Enbrel, Humira to dominate TNF-alpha market
Enbrel, Humira to dominate TNF-alpha market
By Steve Mitchell
An analyst firm predicts that Amgen/Wyeth/Takeda's Enbrel and Abbott Laboratories/Eisai's Humira will dominate the market of tumor necrosis alpha inhibitors for the next ten years.
"Enbrel and Humira are going to continue to grow," Cynthia Mundy, an analyst with Decision Resources in Waltham, Mass., and author of a new report, told United Press International.
TNF-alpha inhibitors are used to treat a variety of auto-immune diseases, including psoriasis, Crohn's disease, and rheumatoid arthritis. Decision Resources estimates the market for TNF-alpha inhibitors in the United States, Western Europe and Japan will grow from $7.1 billion this year to almost $12 billion in 2014.
Mundy's reasoning for the predicted success of Enbrel and Humira is that both drugs will continue to get approvals for and be increasingly used for new indications. In addition, they have the advantage over other drugs in this market of being self-administered agents that provide ease of use.
"Basically, these are drugs that are really treating indications that are underserved ... and they're fairly convenient," Mundy said.
Another agent, Remicade, which is marketed in the United States by Centocor and elsewhere by Schering-Plough, will do well over the next decade but "its going to be little bit flatter" than Enbrel and Humira, Mundy said. One reason for this is that Remicade has to be administered by a physician, making it less convenient, she said.
Other drugs that could make a showing in this field include UCB's certolizumab pegol, which is in late phase clinical development but is expected to launch for Crohn's disease and rheumatoid arthritis in late 2006 or 2007, and Centocor/Schering-Plough's golimumab, which is in phase 2 trials.

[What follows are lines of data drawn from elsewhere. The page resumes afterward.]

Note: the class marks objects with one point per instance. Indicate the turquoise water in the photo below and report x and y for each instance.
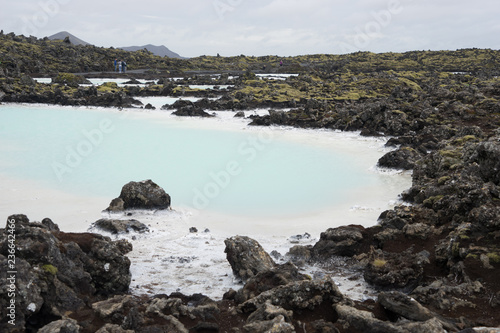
(240, 172)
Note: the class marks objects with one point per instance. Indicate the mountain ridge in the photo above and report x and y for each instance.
(160, 50)
(72, 38)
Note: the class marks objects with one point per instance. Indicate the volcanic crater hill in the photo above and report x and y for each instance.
(435, 260)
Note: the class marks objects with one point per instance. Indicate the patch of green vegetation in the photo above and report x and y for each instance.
(50, 269)
(463, 140)
(443, 180)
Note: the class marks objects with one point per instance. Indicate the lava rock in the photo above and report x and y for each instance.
(120, 226)
(247, 257)
(141, 195)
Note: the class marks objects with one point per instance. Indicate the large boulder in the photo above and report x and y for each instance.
(141, 195)
(247, 257)
(269, 279)
(342, 241)
(57, 272)
(392, 270)
(120, 226)
(401, 159)
(296, 296)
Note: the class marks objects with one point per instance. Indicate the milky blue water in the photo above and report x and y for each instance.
(240, 172)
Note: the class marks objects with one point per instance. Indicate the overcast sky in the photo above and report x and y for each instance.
(264, 27)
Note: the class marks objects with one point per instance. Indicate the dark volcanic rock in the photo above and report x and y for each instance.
(296, 296)
(269, 279)
(388, 270)
(120, 226)
(188, 109)
(141, 195)
(342, 241)
(246, 257)
(58, 272)
(401, 159)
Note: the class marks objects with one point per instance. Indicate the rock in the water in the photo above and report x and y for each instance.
(363, 321)
(267, 311)
(247, 257)
(405, 306)
(59, 272)
(400, 159)
(141, 195)
(342, 241)
(121, 226)
(269, 279)
(296, 296)
(61, 326)
(277, 325)
(395, 270)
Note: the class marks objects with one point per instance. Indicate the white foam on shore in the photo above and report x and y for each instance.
(170, 258)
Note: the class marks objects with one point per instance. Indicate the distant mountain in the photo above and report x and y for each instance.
(73, 39)
(156, 50)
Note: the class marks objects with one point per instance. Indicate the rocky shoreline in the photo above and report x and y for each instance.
(434, 262)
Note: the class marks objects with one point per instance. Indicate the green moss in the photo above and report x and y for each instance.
(50, 269)
(108, 87)
(443, 180)
(461, 141)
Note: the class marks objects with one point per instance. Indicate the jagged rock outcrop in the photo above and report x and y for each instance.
(57, 272)
(247, 257)
(141, 195)
(120, 226)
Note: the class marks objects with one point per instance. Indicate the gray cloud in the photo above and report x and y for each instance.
(260, 27)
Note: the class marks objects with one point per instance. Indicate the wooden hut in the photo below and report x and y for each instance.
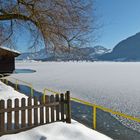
(7, 60)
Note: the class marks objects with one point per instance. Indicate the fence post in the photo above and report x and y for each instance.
(44, 94)
(68, 109)
(32, 92)
(94, 117)
(16, 85)
(2, 116)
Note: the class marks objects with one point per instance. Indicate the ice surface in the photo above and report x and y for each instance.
(114, 85)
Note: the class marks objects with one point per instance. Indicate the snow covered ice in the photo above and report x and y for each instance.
(54, 131)
(115, 85)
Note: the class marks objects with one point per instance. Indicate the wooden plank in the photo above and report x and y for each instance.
(28, 107)
(2, 116)
(68, 110)
(9, 115)
(57, 107)
(16, 126)
(41, 111)
(47, 108)
(52, 108)
(62, 107)
(30, 111)
(23, 113)
(35, 112)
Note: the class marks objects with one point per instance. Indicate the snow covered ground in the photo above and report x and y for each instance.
(114, 85)
(54, 131)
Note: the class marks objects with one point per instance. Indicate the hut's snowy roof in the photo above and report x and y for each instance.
(8, 50)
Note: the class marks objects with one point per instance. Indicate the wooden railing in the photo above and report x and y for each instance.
(23, 114)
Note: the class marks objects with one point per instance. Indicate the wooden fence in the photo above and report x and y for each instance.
(23, 114)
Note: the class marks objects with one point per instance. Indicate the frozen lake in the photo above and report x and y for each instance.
(114, 85)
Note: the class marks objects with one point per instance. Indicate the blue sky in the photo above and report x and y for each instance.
(119, 19)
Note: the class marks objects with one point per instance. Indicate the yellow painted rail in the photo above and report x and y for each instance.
(94, 106)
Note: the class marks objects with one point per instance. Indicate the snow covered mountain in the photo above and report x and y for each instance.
(126, 50)
(89, 53)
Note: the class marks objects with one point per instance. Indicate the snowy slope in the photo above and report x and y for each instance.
(54, 131)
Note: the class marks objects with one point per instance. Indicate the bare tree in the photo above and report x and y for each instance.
(56, 22)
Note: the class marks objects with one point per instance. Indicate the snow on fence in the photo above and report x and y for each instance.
(22, 114)
(97, 117)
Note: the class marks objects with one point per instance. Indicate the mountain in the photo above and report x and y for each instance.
(126, 50)
(62, 54)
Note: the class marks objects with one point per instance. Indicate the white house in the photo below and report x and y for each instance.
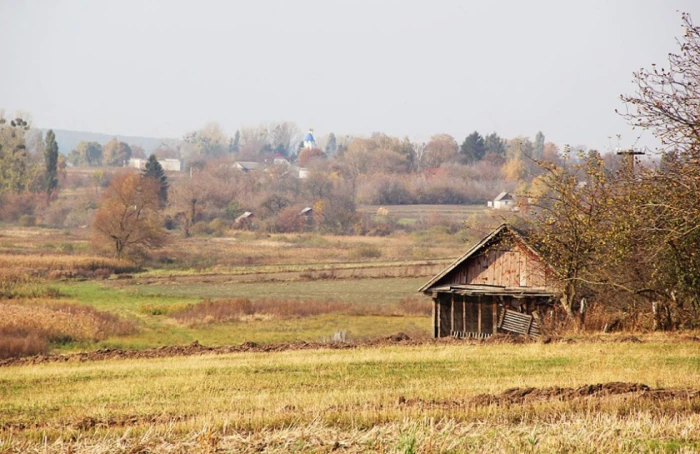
(504, 201)
(171, 165)
(138, 163)
(168, 164)
(247, 166)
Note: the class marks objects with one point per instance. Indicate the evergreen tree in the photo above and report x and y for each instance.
(473, 148)
(51, 161)
(494, 144)
(539, 145)
(155, 170)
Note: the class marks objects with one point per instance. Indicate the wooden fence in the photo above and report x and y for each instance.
(516, 322)
(470, 335)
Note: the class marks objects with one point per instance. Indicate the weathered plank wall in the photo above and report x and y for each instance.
(516, 266)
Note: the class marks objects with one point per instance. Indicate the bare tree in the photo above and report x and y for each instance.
(128, 221)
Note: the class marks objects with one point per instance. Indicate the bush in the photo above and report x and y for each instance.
(239, 309)
(30, 328)
(366, 251)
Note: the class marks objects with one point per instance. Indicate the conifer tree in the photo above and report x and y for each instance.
(51, 162)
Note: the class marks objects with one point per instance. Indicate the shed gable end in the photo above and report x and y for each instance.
(505, 262)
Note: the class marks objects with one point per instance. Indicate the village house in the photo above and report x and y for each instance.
(501, 284)
(504, 201)
(168, 164)
(247, 166)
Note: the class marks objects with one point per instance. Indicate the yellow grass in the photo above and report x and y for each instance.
(392, 399)
(12, 263)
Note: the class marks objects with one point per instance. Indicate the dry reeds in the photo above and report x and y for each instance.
(241, 309)
(43, 264)
(30, 328)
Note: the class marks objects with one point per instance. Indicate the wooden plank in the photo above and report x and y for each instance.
(495, 317)
(435, 318)
(439, 308)
(523, 269)
(519, 323)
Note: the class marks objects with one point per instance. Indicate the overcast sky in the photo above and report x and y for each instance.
(409, 67)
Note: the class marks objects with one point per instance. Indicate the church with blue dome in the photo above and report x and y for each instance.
(309, 141)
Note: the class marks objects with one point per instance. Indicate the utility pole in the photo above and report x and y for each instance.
(629, 157)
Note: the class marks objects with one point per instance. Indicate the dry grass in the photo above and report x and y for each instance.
(243, 309)
(31, 327)
(43, 264)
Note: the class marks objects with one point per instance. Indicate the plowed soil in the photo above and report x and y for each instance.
(196, 348)
(522, 395)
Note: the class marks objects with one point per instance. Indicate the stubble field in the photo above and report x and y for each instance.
(304, 357)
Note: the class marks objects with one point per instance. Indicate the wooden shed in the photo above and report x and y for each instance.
(501, 284)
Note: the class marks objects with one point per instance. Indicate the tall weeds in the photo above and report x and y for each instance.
(32, 327)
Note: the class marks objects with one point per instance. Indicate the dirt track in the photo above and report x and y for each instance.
(196, 348)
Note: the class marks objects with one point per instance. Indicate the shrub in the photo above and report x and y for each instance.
(30, 328)
(365, 251)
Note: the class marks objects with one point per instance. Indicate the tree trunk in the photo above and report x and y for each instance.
(567, 302)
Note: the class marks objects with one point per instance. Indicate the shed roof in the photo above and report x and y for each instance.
(488, 239)
(503, 196)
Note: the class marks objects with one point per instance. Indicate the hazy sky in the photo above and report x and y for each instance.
(416, 68)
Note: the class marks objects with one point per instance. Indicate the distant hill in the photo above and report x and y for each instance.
(68, 140)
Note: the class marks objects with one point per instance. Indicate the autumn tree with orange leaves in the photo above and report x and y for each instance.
(128, 222)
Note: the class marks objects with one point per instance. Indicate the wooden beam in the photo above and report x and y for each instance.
(478, 328)
(439, 317)
(435, 319)
(495, 316)
(452, 314)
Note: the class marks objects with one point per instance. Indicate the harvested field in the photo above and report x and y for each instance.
(399, 395)
(400, 339)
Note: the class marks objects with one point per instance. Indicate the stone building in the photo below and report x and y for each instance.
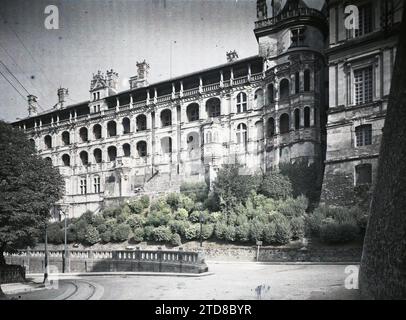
(315, 91)
(360, 66)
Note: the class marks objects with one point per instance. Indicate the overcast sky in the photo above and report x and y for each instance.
(103, 34)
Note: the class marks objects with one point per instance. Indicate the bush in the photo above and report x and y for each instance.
(162, 234)
(207, 231)
(92, 235)
(135, 221)
(56, 235)
(276, 186)
(106, 236)
(242, 232)
(229, 233)
(175, 240)
(138, 235)
(121, 232)
(333, 232)
(191, 231)
(297, 225)
(256, 230)
(269, 233)
(220, 229)
(181, 214)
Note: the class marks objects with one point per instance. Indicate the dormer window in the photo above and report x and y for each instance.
(297, 36)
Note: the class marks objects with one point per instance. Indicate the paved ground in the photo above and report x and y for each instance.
(229, 281)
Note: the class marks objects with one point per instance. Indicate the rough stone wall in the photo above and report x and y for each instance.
(383, 265)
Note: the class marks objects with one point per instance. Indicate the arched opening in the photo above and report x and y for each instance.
(84, 158)
(97, 156)
(306, 84)
(166, 118)
(307, 117)
(66, 160)
(213, 107)
(284, 89)
(126, 125)
(192, 112)
(141, 122)
(242, 134)
(284, 123)
(111, 128)
(83, 134)
(48, 141)
(112, 153)
(297, 82)
(142, 148)
(271, 127)
(271, 93)
(241, 102)
(297, 119)
(65, 138)
(166, 145)
(259, 99)
(97, 131)
(126, 150)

However, these drugs are likely to run into the same problems that other new entries will face in this field, Mundy said. They will need to offer characteristics that distinguish them from the approved agents used to treat these diseases and they lack the long-term efficacy and safety data of Enbrel and Humira.
The long-term data is "a big issue for all the specialists that treat these chronic disease, because these drugs are used for long-term chronic administration," Mundy said.
Looking several years ahead, Mundy thinks novel cytokine inhibiting agents, such as interleukin-12 inhibitors, could also have an impact on this market. Drugs in this class are "on the horizon as the next wave of biologics for this set of immune disorders," she said.
Mundy added that it's too early to know if these agents will offer sufficient efficacy to allow them to compete head-to-head with the TNF-alpha inhibitors, but she noted that all the companies with TNF-alpha inhibitors also have other cytokine inhibitors in development.
"They're definitely agents to watch," she said.
Matthew Murray, senior biotechnology analyst with Rodman and Renshaw in New York City, agreed that Enbrel and Humira will dominate the field for the foreseeable future.
"Enbrel's primary competition going forward will be from Abbot's Humira, not Johnson and Johnson's Remicade," Murray told UPI.
One issue that previously hindered Enbrel was manufacturing limitations, but Amgen has now resolved that and expanded its production capacity, Murray said. This should enable Enbrel to capture more of the market, but the drug will have to overcome the fact that it requires more frequent dosing than Humira, he noted.
"Now that Amgen has addressed the manufacturing issues that limited Enbrel's market share competitiveness against Remicade in the past, I think its challenge going forward will be to use the larger amount of clinical data available for Enbrel to counter-balance Humira's advantage on dosing frequency," he said.